Bodøsjøen has many paths following the small streams and often locals will wander through on a weekend hike. On the guided walk, guests will explore Viking graves, a sombre labour camp for Russian prisoners used in WWII and an outdoor coastal museum.
Bodø was almost completely destroyed when it was firebombed by German fighter jets in May 1940. It was then invaded by an occupation force of Germans - on bicycles! Today, it has an interesting history and there are many stories about life under occupation.
Walking sticks and spikes are provided, while comfortable walking shoes and warm, waterproof clothes are recommended. A moderate level of fitness is required.
Visit the fishing village of Svinøya in Svolvær for a guided tour through the quaint streets. This postcard-perfect village has been doing a vibrant fishing trade since 1828. The walk will take guests amongst the rorbuer (fishermen’s huts) to the fish processing plant, the iconic fish racks and a famous fish restaurant where you can taste the locally caught stockfish.
Svinøya is made up of many small islands with small bridges connecting each one and since the 1930s it has developed into something of an art hub of Norway's Northern and Arctic artists. The tour also encompasses a visit to Gunnar Berg's small art gallery within the North Norwegian Art Centre, with works that reflect the importance of fisheries and in particular, cod fisheries in Lofoten.
This walk is suitable for most people and all ages.

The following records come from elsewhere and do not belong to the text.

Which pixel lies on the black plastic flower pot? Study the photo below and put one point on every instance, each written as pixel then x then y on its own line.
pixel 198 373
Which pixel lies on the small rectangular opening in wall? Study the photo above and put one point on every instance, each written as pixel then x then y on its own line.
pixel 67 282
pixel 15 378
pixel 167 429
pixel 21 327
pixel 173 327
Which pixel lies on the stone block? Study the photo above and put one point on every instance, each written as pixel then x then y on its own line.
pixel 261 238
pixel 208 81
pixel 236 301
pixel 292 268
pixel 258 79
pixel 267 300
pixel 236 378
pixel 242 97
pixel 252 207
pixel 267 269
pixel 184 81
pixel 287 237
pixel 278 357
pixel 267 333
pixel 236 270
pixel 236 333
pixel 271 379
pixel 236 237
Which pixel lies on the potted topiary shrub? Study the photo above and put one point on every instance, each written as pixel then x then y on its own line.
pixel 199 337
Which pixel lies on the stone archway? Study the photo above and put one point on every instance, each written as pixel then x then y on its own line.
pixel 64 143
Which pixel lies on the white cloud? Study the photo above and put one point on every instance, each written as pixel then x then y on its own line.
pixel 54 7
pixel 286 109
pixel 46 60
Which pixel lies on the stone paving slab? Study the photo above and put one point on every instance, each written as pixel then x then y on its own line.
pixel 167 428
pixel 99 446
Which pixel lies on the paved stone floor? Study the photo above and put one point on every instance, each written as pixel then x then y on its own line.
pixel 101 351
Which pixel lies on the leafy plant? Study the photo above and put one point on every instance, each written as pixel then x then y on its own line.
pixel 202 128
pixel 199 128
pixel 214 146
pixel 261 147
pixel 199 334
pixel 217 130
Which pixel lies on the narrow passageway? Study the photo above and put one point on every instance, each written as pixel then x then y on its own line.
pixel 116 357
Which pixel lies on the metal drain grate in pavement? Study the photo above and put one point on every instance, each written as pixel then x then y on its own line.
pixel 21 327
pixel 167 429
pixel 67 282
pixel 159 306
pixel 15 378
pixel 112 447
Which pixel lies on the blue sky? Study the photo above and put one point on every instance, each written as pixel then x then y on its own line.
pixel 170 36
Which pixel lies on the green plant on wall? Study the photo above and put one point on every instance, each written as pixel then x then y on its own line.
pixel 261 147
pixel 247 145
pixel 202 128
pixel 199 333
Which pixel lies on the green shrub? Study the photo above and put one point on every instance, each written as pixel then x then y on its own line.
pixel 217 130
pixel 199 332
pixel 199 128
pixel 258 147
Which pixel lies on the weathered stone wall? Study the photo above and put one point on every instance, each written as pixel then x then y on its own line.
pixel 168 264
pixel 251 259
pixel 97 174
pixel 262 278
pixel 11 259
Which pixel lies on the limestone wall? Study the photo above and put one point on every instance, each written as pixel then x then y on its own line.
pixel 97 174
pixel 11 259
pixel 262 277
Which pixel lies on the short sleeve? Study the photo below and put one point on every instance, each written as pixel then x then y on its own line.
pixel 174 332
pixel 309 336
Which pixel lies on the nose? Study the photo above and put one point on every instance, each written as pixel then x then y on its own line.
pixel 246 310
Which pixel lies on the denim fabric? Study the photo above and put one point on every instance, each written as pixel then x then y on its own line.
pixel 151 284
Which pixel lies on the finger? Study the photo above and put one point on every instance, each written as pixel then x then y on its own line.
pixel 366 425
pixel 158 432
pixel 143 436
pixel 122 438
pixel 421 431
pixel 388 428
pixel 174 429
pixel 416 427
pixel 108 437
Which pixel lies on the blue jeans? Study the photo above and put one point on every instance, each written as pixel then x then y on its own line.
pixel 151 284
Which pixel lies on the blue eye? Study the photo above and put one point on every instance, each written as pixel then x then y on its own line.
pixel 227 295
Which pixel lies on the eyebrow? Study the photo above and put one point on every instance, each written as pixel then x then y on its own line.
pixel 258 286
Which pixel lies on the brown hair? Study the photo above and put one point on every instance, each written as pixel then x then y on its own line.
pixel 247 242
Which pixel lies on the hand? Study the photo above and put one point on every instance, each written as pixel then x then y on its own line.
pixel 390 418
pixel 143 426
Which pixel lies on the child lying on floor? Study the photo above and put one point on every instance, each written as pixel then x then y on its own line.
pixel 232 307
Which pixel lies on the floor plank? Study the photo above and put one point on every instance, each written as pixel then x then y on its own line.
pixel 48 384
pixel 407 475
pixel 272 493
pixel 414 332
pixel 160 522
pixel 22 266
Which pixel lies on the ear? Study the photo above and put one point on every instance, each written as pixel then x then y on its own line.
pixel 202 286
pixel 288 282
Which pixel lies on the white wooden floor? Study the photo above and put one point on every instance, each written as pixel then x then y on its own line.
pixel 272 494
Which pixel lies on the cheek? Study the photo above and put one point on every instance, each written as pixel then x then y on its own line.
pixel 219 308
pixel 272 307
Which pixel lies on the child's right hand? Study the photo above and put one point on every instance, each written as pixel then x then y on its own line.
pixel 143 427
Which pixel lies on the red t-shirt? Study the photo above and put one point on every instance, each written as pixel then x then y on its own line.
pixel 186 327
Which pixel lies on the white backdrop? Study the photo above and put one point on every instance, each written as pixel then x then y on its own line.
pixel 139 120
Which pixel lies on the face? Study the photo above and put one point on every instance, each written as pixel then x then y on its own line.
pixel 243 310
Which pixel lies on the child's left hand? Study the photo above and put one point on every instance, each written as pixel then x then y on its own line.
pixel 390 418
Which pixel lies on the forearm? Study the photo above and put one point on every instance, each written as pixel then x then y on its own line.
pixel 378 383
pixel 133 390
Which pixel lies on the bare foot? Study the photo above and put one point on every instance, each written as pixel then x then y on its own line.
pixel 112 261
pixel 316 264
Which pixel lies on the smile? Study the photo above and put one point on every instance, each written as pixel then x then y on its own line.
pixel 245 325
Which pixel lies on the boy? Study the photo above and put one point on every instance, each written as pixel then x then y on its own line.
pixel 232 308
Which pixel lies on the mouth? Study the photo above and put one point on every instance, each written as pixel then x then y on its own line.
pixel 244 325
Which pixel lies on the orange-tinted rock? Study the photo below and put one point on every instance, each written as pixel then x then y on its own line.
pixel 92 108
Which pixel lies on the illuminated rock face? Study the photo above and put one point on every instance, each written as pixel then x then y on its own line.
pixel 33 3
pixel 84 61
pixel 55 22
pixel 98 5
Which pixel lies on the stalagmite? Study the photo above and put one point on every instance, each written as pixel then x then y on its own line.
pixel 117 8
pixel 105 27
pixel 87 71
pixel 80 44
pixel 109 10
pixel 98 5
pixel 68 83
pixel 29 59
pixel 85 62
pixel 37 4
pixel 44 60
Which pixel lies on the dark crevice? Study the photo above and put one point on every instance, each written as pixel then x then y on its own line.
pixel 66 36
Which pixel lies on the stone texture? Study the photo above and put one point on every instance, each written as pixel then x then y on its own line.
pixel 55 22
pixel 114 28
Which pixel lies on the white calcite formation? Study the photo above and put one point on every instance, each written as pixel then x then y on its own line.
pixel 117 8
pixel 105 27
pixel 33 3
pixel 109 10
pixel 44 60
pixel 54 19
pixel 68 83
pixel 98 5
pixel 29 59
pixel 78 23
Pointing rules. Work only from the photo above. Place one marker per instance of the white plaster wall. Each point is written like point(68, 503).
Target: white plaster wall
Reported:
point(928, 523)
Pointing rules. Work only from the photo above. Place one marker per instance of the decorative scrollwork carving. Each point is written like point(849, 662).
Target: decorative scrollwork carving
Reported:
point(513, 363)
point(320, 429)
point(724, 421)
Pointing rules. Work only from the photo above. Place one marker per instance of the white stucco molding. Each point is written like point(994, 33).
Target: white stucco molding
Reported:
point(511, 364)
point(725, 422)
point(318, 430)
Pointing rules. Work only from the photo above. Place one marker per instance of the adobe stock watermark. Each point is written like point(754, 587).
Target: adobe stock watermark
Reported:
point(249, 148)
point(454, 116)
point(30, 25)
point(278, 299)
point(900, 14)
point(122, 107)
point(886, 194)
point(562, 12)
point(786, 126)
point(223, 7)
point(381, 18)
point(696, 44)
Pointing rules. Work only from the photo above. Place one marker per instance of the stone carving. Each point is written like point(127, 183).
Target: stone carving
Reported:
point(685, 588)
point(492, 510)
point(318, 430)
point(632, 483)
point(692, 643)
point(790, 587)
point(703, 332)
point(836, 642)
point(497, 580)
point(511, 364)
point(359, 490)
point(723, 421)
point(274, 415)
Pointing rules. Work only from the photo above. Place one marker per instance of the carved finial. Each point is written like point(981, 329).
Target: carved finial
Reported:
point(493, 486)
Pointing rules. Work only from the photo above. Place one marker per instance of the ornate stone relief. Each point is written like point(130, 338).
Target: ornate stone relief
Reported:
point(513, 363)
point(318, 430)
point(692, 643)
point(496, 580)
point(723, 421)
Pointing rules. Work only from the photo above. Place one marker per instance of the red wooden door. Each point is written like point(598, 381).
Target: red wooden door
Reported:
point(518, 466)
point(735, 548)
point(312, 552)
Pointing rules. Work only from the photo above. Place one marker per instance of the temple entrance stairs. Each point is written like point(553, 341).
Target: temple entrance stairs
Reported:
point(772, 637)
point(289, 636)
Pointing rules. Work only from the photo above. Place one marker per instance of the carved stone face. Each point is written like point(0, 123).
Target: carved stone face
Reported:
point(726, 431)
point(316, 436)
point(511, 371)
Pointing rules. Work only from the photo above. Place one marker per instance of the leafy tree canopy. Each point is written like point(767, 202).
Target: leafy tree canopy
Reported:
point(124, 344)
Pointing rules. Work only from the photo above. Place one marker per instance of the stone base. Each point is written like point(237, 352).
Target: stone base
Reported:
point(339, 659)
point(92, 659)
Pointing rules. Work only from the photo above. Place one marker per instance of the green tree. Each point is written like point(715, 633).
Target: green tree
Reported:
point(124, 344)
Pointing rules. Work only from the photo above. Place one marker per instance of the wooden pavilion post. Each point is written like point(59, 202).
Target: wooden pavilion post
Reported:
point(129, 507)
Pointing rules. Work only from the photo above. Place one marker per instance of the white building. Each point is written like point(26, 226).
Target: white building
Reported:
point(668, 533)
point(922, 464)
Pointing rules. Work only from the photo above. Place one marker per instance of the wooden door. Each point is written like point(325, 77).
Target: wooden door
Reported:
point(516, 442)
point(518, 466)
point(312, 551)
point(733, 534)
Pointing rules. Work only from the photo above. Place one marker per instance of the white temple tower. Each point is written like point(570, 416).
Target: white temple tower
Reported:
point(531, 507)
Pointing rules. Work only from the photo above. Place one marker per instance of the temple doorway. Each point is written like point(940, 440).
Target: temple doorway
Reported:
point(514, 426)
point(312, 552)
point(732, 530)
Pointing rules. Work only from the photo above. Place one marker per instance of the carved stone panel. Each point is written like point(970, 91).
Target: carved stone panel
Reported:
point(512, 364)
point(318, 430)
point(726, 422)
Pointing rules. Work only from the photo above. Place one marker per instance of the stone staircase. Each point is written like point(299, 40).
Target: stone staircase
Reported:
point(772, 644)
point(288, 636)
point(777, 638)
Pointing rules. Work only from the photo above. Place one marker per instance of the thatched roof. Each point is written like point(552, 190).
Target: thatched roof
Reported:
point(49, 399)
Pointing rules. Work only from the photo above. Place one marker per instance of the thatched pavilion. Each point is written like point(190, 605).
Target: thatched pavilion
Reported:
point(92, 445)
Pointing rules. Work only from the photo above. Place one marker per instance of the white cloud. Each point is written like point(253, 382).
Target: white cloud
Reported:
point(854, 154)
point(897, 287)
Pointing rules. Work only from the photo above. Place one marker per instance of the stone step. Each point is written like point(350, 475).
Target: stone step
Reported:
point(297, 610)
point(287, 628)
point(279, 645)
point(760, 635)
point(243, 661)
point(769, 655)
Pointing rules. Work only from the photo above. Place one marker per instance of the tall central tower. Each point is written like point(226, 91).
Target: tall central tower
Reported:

Trondheim is now a cosmopolitan city, albeit small, but was once the capital of the Norse Viking Kingdom. This guided walk takes guests to the city's main attractions including the Royal Residence, the old town bridge and Nidaros Cathedral. The old town bridge was first built in 1681 and is nicknamed 'the portal of happiness' because it was an important link between two areas of Trondheim. Here you will see lines of brightly painted houses propped up on stilts. This is the perfect spot for photo opportunities!
Nidaros Cathedral is the national sanctuary of Norway. Works began there in 1070, built over the grave of Saint Olav, the once King Olav Haraldsson who was killed in the battle of Stilkestad in 1030.